||| not healthy ||| well, the carrots are ||| freezable |||


Combine in Bowl #1:
Grated Organic Carrots - 3 cups
Oil - Coconut, Butter or Corn Oil - 1 cup
Eggs - count of 4. Not 3, not 1, thou shall count to 4.
Chopped Nuts if you are nutz. I don't put any in actually (but will sneak in ground flax)

Combine in Bowl #2:
Flour - 2 cups
Baking Powder - 2 tsp
Baking Soda - 1 tsp
Salt - 1 tsp
Cinnamon - 2 tsp

Marry Bowl #1 and Bowl #2 and stand back...wait for them to fight. Oh, sorry, that's a real marriage.
Just mix the two bowls, one bowl of carrot slop, and one bowl of floury, dusty stuff that will make you sneeze if you stir too aggressively. So simmer the fuck down.
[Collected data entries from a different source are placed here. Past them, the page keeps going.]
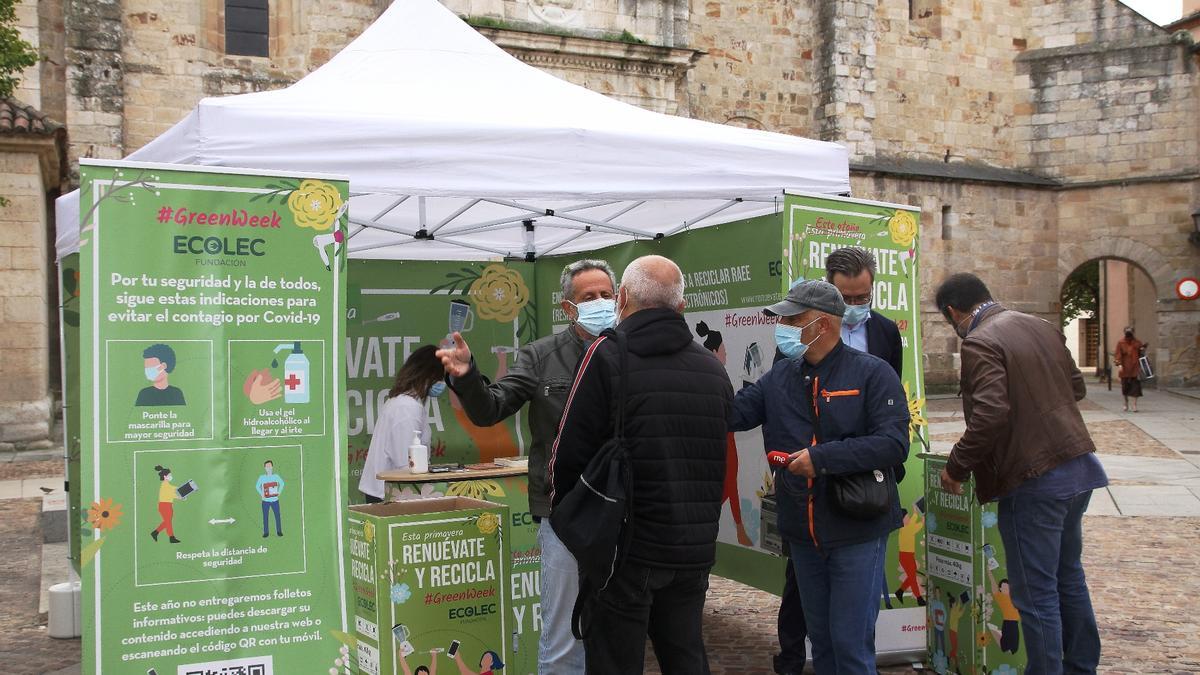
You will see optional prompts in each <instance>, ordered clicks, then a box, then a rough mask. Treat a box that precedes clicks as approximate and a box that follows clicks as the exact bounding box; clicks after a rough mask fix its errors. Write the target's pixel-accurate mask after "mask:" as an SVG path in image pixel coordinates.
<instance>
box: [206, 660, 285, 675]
mask: <svg viewBox="0 0 1200 675" xmlns="http://www.w3.org/2000/svg"><path fill="white" fill-rule="evenodd" d="M186 675H266V664H265V663H256V664H252V665H226V667H223V668H218V669H216V670H214V669H211V668H205V669H203V670H188V671H187V674H186Z"/></svg>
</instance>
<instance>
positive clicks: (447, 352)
mask: <svg viewBox="0 0 1200 675" xmlns="http://www.w3.org/2000/svg"><path fill="white" fill-rule="evenodd" d="M451 337H452V339H454V342H452V344H451V342H449V341H443V342H442V345H440V347H442V348H440V350H438V351H437V352H434V356H436V357H438V358H439V359H442V366H443V368H445V369H446V374H449V375H450V376H451V377H462V376H463V375H467V371H468V370H470V347H468V346H467V341H466V340H463V339H462V334H461V333H457V331H456V333H455V334H454V335H452V336H451Z"/></svg>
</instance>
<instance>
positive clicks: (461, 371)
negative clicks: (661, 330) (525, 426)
mask: <svg viewBox="0 0 1200 675" xmlns="http://www.w3.org/2000/svg"><path fill="white" fill-rule="evenodd" d="M558 281H559V285H560V286H562V288H563V300H562V303H560V305H559V306H560V309H562V310H563V312H564V313H565V315H566V317H568V318H570V319H571V325H570V328H568V329H566V330H563V331H562V333H558V334H556V335H547V336H545V337H541V339H538V340H534V341H533V342H529V344H528V345H526V346H523V347H521V350H520V351H518V352H517V357H516V359H515V362H514V364H512V368H510V369H509V370H508V372H506V374H505V375H504V377H500V378H499V380H497V381H496V382H488V380H487V377H485V376H484V375H482V374H481V372H479V368H478V366H476V365H475V359H474V358H473V357H472V356H470V347H468V346H467V341H466V340H463V339H462V335H461V334H458V333H455V334H454V335H452V337H454V345H451V346H449V347H446V348H442V350H438V352H437V357H438V358H439V359H442V365H443V368H444V369H445V376H446V383H449V384H450V389H452V390H454V392H455V394H457V395H458V400H460V402H461V404H462V407H463V410H464V411H466V412H467V416H468V417H469V418H470V422H472V423H474V424H475V425H478V426H491V425H493V424H498V423H499V422H502V420H504V419H508V418H509V417H511V416H512V414H514V413H516V412H517V411H518V410H521V407H522V406H524V405H526V404H529V432H530V434H532V436H533V438H532V441H530V443H529V513H530V514H532V515H533V519H534V521H535V522H538V545H539V546H540V548H541V615H542V629H541V640H540V641H539V644H538V671H539V673H556V674H558V673H564V674H574V673H583V669H584V657H583V643H581V641H580V640H576V639H575V635H572V634H571V609H572V608H574V607H575V598H576V597H577V596H578V593H580V580H578V565H577V563H576V562H575V557H574V556H571V552H570V551H569V550H566V546H564V545H563V542H562V540H560V539H559V538H558V536H557V534H554V530H553V527H551V525H550V489H551V485H550V480H548V465H550V448H551V446H553V443H554V437H556V436H557V434H558V424H559V422H560V420H562V418H563V408H564V407H565V406H566V394H568V389H569V388H570V386H571V381H572V378H574V375H575V368H576V366H577V365H578V363H580V357H582V356H583V350H586V348H587V346H588V345H590V344H592V342H593V341H594V340H595V339H596V336H598V335H600V334H601V333H602V331H604V330H605V329H607V328H612V327H613V325H614V324H616V323H617V303H616V300H614V299H613V298H614V293H616V287H617V277H616V275H614V274H613V271H612V267H610V265H608V263H607V262H605V261H593V259H583V261H576V262H574V263H571V264H569V265H566V267H565V268H563V273H562V274H560V275H559V277H558Z"/></svg>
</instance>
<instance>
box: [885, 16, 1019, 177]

Divide into greased muffin tins (or a cake pan, if you want a large square shape - why wouldja?), and bake @ 325° for 45ish minutes. It's an hour if you are making a cake, but the muffins will cook faster in the tins, so pay fucking attention. 

In Bowl #3: Cream Cheese Icing
WARNING: Do not sample. Sampling causes you to smash your face into the bowl, creates a carnivorous effect, making the affected delusional with sugar coated, orgasmic pleasure.
Cream Cheese - 8oz package, softened
Icing Sugar - 3 1/2 cups
Salt - 1/4 tsp
Butter - softened - 3 tbs
Mix, and try not to look at it. It pulls you in.
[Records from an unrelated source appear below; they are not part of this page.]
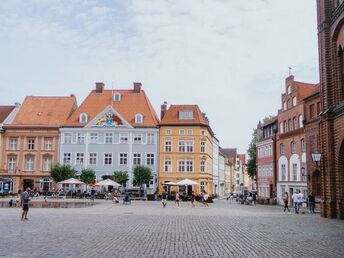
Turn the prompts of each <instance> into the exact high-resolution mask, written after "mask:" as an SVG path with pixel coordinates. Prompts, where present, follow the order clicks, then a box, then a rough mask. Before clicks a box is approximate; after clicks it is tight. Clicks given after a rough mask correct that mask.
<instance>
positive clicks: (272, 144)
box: [256, 117, 278, 200]
mask: <svg viewBox="0 0 344 258" xmlns="http://www.w3.org/2000/svg"><path fill="white" fill-rule="evenodd" d="M277 128H278V121H277V117H270V118H268V119H266V120H265V121H263V123H261V122H259V124H258V126H257V142H256V147H257V150H256V153H257V177H256V180H257V194H258V198H259V199H262V200H272V199H273V198H275V197H276V193H277V187H276V186H277V184H276V174H277V173H276V172H277V171H276V170H277V166H276V139H277V132H278V129H277Z"/></svg>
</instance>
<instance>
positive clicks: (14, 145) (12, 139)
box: [10, 138, 18, 150]
mask: <svg viewBox="0 0 344 258" xmlns="http://www.w3.org/2000/svg"><path fill="white" fill-rule="evenodd" d="M17 142H18V140H17V138H11V139H10V150H16V149H17Z"/></svg>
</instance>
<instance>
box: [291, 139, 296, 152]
mask: <svg viewBox="0 0 344 258" xmlns="http://www.w3.org/2000/svg"><path fill="white" fill-rule="evenodd" d="M290 149H291V153H296V144H295V142H294V141H292V142H291V143H290Z"/></svg>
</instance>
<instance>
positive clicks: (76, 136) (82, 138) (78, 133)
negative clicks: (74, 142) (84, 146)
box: [76, 133, 85, 144]
mask: <svg viewBox="0 0 344 258" xmlns="http://www.w3.org/2000/svg"><path fill="white" fill-rule="evenodd" d="M76 142H77V143H81V144H82V143H85V135H84V133H78V134H77V136H76Z"/></svg>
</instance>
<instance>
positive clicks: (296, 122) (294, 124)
mask: <svg viewBox="0 0 344 258" xmlns="http://www.w3.org/2000/svg"><path fill="white" fill-rule="evenodd" d="M293 124H294V130H296V129H297V128H298V124H297V118H296V117H294V118H293Z"/></svg>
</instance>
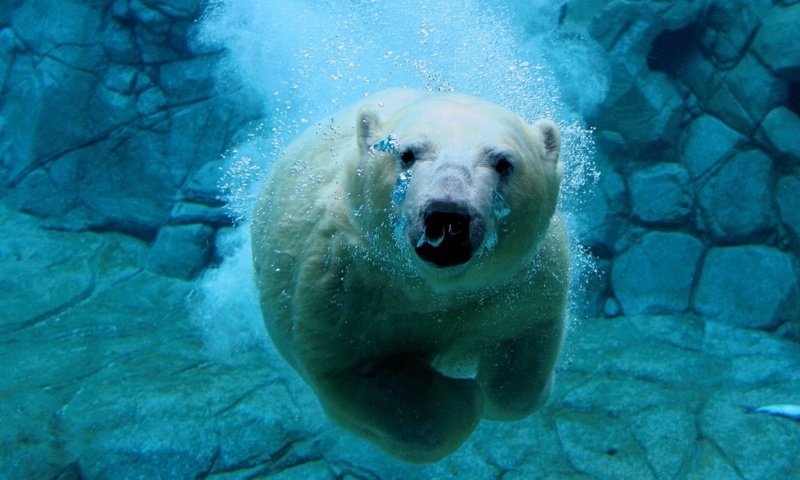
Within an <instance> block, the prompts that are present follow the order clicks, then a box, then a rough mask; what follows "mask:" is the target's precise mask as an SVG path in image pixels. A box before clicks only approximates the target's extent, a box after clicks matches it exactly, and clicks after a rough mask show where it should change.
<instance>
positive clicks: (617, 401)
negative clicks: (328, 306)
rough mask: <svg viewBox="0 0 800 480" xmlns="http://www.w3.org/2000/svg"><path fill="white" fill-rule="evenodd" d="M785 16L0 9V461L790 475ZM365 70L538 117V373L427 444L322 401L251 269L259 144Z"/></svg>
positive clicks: (696, 476) (794, 231) (263, 144)
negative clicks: (560, 262)
mask: <svg viewBox="0 0 800 480" xmlns="http://www.w3.org/2000/svg"><path fill="white" fill-rule="evenodd" d="M327 3H331V2H327ZM798 22H800V4H796V3H792V2H788V1H783V2H777V1H768V0H759V1H757V2H722V1H713V0H704V1H700V2H698V1H679V2H660V1H641V2H622V1H598V0H568V1H564V2H556V3H553V2H543V1H534V2H522V1H508V2H482V1H477V0H469V1H466V2H457V3H453V2H428V1H421V0H419V1H415V0H405V1H399V2H384V1H378V0H373V1H368V0H351V1H342V2H335V3H334V4H333V5H328V4H326V3H325V2H316V1H292V2H273V1H256V0H239V1H233V0H215V1H210V2H203V1H200V0H181V1H179V2H167V1H160V0H130V1H128V0H124V1H122V0H107V1H105V0H98V1H92V2H80V1H73V0H69V1H63V2H53V1H52V0H26V1H24V2H11V3H9V4H8V5H3V6H0V78H2V80H3V81H2V90H0V185H2V189H0V224H2V228H0V292H1V293H2V295H0V366H1V367H2V370H3V372H4V375H3V376H2V378H1V379H0V399H1V400H2V401H0V418H2V419H3V423H2V425H0V478H3V479H4V478H9V479H16V478H31V479H34V478H35V479H38V478H53V479H68V478H69V479H77V478H79V479H106V478H108V479H112V478H113V479H117V478H141V479H155V478H219V479H223V478H224V479H229V478H237V479H238V478H336V479H341V478H359V479H417V478H419V479H423V478H426V479H427V478H478V479H483V478H503V479H533V478H536V479H538V478H553V479H555V478H580V479H583V478H586V479H589V478H593V479H594V478H597V479H606V478H609V479H612V478H614V479H615V478H637V479H638V478H642V479H650V478H653V479H673V478H675V479H679V478H680V479H683V478H686V479H688V478H714V479H716V478H719V479H729V478H734V479H736V478H741V479H761V478H764V479H772V478H800V463H799V461H798V455H796V450H797V448H796V447H797V439H798V436H799V435H800V422H798V421H797V420H798V418H797V413H796V412H797V408H798V407H797V406H798V405H800V396H799V394H798V392H800V373H798V372H800V344H798V342H799V341H800V260H798V259H800V217H798V213H797V212H798V210H797V208H796V206H797V205H800V141H798V140H797V138H798V137H797V132H798V131H800V102H799V101H798V99H799V98H800V94H799V93H798V92H800V76H798V72H800V46H798V45H797V42H796V32H795V31H796V25H797V24H798ZM390 87H406V88H415V89H424V90H429V91H431V92H451V91H452V92H460V93H467V94H471V95H476V96H480V97H482V98H485V99H487V100H490V101H492V102H495V103H498V104H500V105H502V106H504V107H506V108H508V109H510V110H512V111H514V112H515V113H517V114H519V115H520V116H521V117H523V118H524V119H525V120H526V121H529V122H532V121H534V120H536V119H538V118H540V117H549V118H552V119H554V120H555V121H556V123H557V124H558V126H559V128H560V129H561V132H562V136H563V151H562V158H561V160H562V164H563V168H564V174H565V177H564V182H563V184H562V189H561V200H560V208H561V209H562V211H563V212H564V217H563V220H562V221H564V222H566V225H567V228H568V230H569V238H570V250H571V259H572V260H571V272H570V273H571V279H570V280H571V291H570V297H569V309H568V310H569V311H568V315H567V322H568V328H567V334H566V339H565V342H564V346H563V350H562V353H561V356H560V358H559V364H558V366H557V368H556V377H555V384H554V388H553V392H552V394H551V395H550V398H549V400H548V401H547V403H546V404H545V405H544V406H543V407H542V408H541V409H539V410H537V411H536V412H535V413H533V414H532V415H531V416H529V417H528V418H526V419H523V420H520V421H517V422H493V421H486V420H484V421H482V422H481V423H480V425H479V426H478V427H477V429H476V430H475V432H473V434H472V435H471V436H470V437H469V438H468V439H467V440H466V441H465V443H464V444H463V445H462V446H461V447H460V448H459V449H458V450H456V451H455V452H454V453H453V454H451V455H449V456H447V457H446V458H444V459H442V460H440V461H438V462H436V463H433V464H428V465H412V464H407V463H404V462H402V461H399V460H397V459H395V458H392V457H391V456H388V455H386V454H385V453H383V452H382V451H381V450H380V449H379V448H378V447H376V446H375V445H373V444H372V443H370V442H369V441H367V440H364V439H363V438H361V437H358V436H356V435H354V434H352V433H350V432H348V431H347V430H345V429H343V428H340V427H338V426H336V424H334V423H333V422H331V421H330V419H328V418H327V417H326V416H325V415H324V413H323V411H322V409H321V407H320V403H319V402H318V400H317V397H316V396H315V395H314V393H313V391H312V390H311V388H310V387H309V386H308V384H307V383H306V382H304V381H303V380H302V379H301V378H300V376H299V375H298V374H297V373H296V372H295V371H294V370H293V369H292V368H291V367H290V366H289V365H288V364H287V363H286V361H285V360H284V359H283V358H282V357H281V356H280V355H279V354H278V353H277V352H276V350H275V348H274V347H273V345H272V343H271V342H270V340H269V337H268V335H267V332H266V329H265V327H264V324H263V322H262V320H261V311H260V308H259V305H258V292H257V290H256V287H255V283H254V281H253V275H254V272H253V266H252V260H251V246H250V237H249V232H250V230H249V225H250V221H251V213H252V208H253V204H254V202H255V199H256V195H257V192H258V189H259V188H260V187H261V184H262V182H263V180H264V177H265V175H266V174H267V173H268V172H269V171H270V168H271V166H272V164H273V163H274V162H275V161H276V160H277V158H278V156H279V154H280V152H281V151H282V150H283V149H284V148H285V147H286V146H287V145H289V144H290V143H291V142H292V141H293V140H294V139H295V138H296V137H297V136H298V135H299V134H300V133H301V132H302V131H304V130H305V129H307V128H308V127H311V126H314V125H316V124H317V123H318V122H319V121H320V120H321V119H324V118H327V117H328V116H330V115H332V114H334V113H335V112H337V111H339V110H340V109H342V108H344V107H346V106H347V105H349V104H351V103H352V102H354V101H357V100H359V99H362V98H364V97H365V96H367V95H370V94H373V93H375V92H377V91H379V90H382V89H385V88H390ZM320 131H321V132H322V133H321V135H323V136H326V135H327V136H329V137H331V138H332V137H333V136H335V135H336V133H337V132H336V126H335V125H333V124H330V125H328V124H325V125H323V127H322V128H321V129H320ZM410 172H411V171H410V170H409V173H408V174H407V175H406V174H404V175H405V176H404V177H403V176H401V177H400V178H398V182H397V184H396V185H395V189H394V190H393V191H392V198H391V200H392V201H394V202H395V203H400V202H402V201H403V199H404V197H405V194H406V188H407V187H408V185H409V184H410V182H413V180H414V177H413V176H411V174H410ZM293 173H296V172H293ZM309 181H316V179H314V178H310V179H309ZM495 193H496V192H495ZM492 208H493V209H494V214H495V216H496V217H497V218H502V217H505V216H507V215H509V210H508V207H507V205H505V204H504V203H503V199H502V198H501V197H500V196H499V195H496V197H493V200H492ZM395 223H396V225H395V227H396V228H398V229H402V228H403V225H402V219H398V220H397V221H396V222H395ZM400 236H401V235H399V234H398V235H396V237H400ZM491 241H493V240H491V239H490V240H489V242H490V243H491ZM406 248H407V247H406ZM409 268H412V267H409ZM493 294H496V295H502V294H503V292H502V291H495V292H493ZM287 295H288V294H287ZM467 367H468V366H467ZM466 370H469V368H466ZM452 374H453V376H459V375H467V376H468V375H469V374H470V372H466V373H465V372H460V371H459V372H452Z"/></svg>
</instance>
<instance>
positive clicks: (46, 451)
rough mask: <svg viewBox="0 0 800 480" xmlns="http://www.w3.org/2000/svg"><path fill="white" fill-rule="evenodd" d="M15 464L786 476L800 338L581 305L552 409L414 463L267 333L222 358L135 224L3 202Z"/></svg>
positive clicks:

To create the nice swirly, like the pic, plop the icing into a ziploc bag and cut off a corner, and use it like a piping bag. No need for fancy-pants bourgeois kitchen tools. 

If you are an idiot, you will try to put icing on a hot muffin, fresh out of the oven. Stand back and watch yourself fail. What have you learned? that you've learned, swirl the cream cheese crack on cooled muffins, and then smash your face into it.

Thank me later, on any social media platform you desire, except Google+, because that one is the runt that smells like rotten cotton, and walks with a limp to get pity.